# Pocket Change Capitalism



## Mesafalcon (Oct 8, 2015)

opinions run rampant
outlooks are bleak
politicians speeches all weak

anything for a rhyme
slave labor for a dime
usually a waste of time

shopping malls across the land
each sporting a shallow fountain
to throw nickels, quarters, and pennies in


----------



## kbsmith (Oct 9, 2015)

this is remarkable. good poem. it highlights alot of the modern social madness. I've got alot of those feelings in me, too. Thanks for arranging these letters in such a way to capture thoughts with such intelligence.


----------



## escorial (Oct 9, 2015)

like the short bold piece..second stanza i especially enjoyed with the endings being the same letters and if you mix up the 3 letters at the start you get usa


----------



## Mesafalcon (Oct 9, 2015)

escorial said:


> like the short bold piece..second stanza i especially enjoyed with the endings being the same letters and if you mix up the 3 letters at the start you get usa



Thanks. 

That's actually a great idea.


----------



## -xXx- (Oct 9, 2015)

*makes a wish*
*watches copper drift to mosaic floor*


----------



## Firemajic (Oct 9, 2015)

First verse, fabulous... last line.. I have a problem with the end word choice... but heeey. opinions run rampant...lol.. good stuff, strong message andI think most will agree...


----------



## Bard_Daniel (Oct 9, 2015)

I particularly liked your final stanza. That shone out at me as the crowning achievement of the poem.

Keep up the good work!


----------



## Mesafalcon (Oct 13, 2015)

Firemajic said:


> I have a problem with the end word choice... but heeey. opinions run rampant...lol.. good stuff, strong message andI think most will agree...

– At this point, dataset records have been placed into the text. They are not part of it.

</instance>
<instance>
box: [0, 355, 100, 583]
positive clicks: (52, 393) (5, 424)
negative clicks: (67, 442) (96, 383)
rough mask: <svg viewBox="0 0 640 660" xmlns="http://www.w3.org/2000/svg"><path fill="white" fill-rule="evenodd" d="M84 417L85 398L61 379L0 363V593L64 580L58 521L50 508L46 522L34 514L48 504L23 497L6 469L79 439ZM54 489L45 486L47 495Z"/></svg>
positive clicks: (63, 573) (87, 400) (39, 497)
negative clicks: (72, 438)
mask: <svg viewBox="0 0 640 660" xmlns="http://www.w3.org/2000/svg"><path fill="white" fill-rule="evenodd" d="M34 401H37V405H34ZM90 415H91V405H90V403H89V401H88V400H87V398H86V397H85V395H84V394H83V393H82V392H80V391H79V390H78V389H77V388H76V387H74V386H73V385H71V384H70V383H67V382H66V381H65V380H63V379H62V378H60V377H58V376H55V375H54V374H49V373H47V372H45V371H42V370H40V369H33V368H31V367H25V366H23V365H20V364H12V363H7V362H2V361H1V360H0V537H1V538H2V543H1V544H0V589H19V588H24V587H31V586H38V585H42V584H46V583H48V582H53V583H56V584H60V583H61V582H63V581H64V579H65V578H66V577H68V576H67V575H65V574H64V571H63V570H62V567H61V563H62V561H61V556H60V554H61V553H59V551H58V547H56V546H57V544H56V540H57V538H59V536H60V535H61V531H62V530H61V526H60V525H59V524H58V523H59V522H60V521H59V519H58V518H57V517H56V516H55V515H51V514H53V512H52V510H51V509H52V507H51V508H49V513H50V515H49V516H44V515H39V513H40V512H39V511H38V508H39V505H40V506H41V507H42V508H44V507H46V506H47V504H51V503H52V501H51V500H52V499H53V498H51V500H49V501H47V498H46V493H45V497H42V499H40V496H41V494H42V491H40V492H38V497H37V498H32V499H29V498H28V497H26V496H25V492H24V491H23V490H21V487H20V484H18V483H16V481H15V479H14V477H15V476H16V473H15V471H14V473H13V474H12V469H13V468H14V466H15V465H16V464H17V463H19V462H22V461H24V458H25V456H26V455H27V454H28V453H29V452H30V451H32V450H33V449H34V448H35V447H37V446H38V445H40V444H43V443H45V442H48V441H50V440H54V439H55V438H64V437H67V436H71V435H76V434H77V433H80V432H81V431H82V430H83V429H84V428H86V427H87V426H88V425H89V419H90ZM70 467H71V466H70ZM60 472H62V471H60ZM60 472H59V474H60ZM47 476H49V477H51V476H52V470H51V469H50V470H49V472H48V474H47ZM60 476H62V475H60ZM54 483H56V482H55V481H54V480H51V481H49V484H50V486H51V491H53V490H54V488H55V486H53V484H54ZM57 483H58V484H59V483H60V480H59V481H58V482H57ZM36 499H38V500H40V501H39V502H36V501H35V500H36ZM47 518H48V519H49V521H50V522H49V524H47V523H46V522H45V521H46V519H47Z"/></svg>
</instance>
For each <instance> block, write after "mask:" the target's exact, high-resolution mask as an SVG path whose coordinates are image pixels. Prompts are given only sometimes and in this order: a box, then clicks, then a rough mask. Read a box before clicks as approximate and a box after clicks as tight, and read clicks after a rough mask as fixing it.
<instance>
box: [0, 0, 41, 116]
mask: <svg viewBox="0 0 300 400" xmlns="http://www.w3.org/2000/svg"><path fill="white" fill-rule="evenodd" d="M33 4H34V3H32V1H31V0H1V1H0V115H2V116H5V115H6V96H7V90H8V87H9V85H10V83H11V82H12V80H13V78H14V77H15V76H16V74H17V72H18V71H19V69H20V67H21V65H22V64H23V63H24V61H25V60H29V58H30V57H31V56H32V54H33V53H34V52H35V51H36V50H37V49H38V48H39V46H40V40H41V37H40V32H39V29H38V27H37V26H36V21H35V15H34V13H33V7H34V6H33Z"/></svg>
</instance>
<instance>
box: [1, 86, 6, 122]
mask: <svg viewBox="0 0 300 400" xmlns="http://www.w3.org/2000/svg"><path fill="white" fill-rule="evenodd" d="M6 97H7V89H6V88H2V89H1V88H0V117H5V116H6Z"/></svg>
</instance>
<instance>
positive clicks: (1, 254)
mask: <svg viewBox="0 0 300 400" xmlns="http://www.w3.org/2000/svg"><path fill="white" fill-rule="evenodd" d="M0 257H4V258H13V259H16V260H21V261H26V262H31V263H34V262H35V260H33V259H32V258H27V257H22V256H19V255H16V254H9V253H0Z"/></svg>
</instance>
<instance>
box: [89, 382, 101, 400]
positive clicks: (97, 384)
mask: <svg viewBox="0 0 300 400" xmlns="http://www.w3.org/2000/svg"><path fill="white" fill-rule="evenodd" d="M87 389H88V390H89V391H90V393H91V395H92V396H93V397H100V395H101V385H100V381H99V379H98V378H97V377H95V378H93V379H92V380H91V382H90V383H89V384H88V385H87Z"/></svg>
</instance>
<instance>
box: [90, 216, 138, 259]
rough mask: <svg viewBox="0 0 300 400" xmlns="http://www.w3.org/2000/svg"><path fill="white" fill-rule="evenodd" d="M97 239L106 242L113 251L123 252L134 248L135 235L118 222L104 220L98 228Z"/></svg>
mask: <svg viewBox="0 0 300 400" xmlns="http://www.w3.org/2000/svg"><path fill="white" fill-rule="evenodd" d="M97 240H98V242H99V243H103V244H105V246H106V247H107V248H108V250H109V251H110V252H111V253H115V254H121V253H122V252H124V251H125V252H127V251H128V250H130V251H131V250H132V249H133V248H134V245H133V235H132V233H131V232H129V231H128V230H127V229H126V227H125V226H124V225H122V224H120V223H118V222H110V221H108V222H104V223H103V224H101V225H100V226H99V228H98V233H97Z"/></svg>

The end choice words are why this is called "Pocket Change Capatalism." I wanted to mention all the small change in the poem - _pennies, nickles, quaters, and dimes_.


----------



## Firemajic (Oct 13, 2015)

in


----------



## Amnesiac (Oct 13, 2015)

Hope and change... The rich hope to get richer, the poor go to war, and the rest of us middle-class slobs: All we're left with, is pocket change.


----------



## Mesafalcon (Oct 13, 2015)

Firemajic said:


> in



Ya, I am not crazy about that myself... it is a slight rhyme on "fountain"

I am open to suggestions cause I could not think of a fitting rhyme with fountain - so I settled.

Thanks.


----------



## Firemajic (Oct 14, 2015)

Mesafalcon said:


> opinions run rampant
> outlooks are bleak
> politicians speeches all weak
> 
> ...




shopping malls sporting shallow fountains
each so beautifully arranged
toss in your nickels and pennies,make a wish for change 

something like that, maybe... good work though... love your style...


----------



## Mesafalcon (Oct 16, 2015)

Firemajic said:


> shopping malls sporting shallow fountains
> each so beautifully arranged
> toss in your nickels and pennies,make a wish for change
> 
> something like that, maybe... good work though... love your style...





not crazy about the word "beautifully" for this... but sounds alright. good suggestion.


----------



## Firemajic (Oct 16, 2015)

ha haaaa... right.. I can see how "Beautifully" fails... but what I wanted for you to try.. was to drive home [with the last line of your poem]the title... because the title really sums up your fabulous poem...so, make your last line the climax of your poem...


----------



## inkwellness (Oct 16, 2015)

I have an idea that I think might strengthen the first stanza.


> opinions run rampant
> outlooks are bleak
> politicians speeches all weak



Last line might be changed to:

opinions run rampant
outlooks are bleak
politicians make speeches, all weak

This would add a verb to make each of the 3 lines of the stanza consistent. Remember, this is just my opinion, take it with a grain of salt. 

Otherwise,  great poem, solid message. Thanks!


----------